Some studies of vibrational relaxation using a shock tube
The vibrational relaxation of HCl, HBr, HI or DCl has been studied either as a pure gas or in mixtures with argon, nitrogen or carbon monoxide. Infrared radiation from the second or third vibrational levels was used to follow the relaxation process.
Measurements on pure HCl and HBr only allowed upper limits for the Napier times to be given because of the rapidity with which vibrational energy is taken up. A lower limit for the Napier time of HCl was obtained by diluting it with argon. Collisions of argon with HCl were assumed to be completely ineffective in causing T~V energy transfer. Subsequently published values fell within the range obtained (0.2 - 0.6 atm s at 1850 K).
Dilution of HCl by nitrogen was only moderately effective in slowing down the rate of relaxation. Analysis showed that the Napier time for the V~V process is about 50 times longer than that for the T,R~V process in pure HCl. The value agrees with the recently published Napier time for the N2/HI system.

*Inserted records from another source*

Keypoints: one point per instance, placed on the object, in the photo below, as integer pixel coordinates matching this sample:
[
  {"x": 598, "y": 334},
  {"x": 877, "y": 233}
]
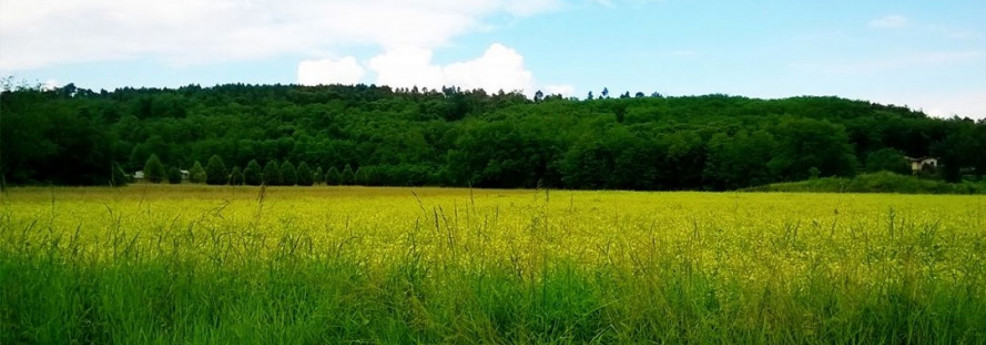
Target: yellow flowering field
[{"x": 439, "y": 264}]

For mixtures of hydrogen halides with CO, emission from the predominant component, CO, was monitored. Even with small amounts of halide, the relaxation was considerably faster than that of pure CO. The measurements, analysed using the equations of Bauer, showed that the V~V and T,R(CO)~V(halide) processes were approximately equally efficient. Limiting values of these rate constants were set for CO/HCl, CO/HBr, CO/HI and CO/DCl systems. They indicate that the smaller the energy difference, the faster the rate for v~v energy exchange.
All the measurements are compared with theoretical predictions for the systems. The Napier times for pure HCl and HBr agree with the predictions of the Moore theory better than with those of SSH and support the idea of R~V energy transfer being important for molecules containing hydrogen.
For mixtures of halide with CO, the rates of vibrational energy exchange are predicted moderately well by the SSH near resonance theory. However values of THCl-CO are poorly predicted by both theories for they both neglect the rotation of the activated molecules.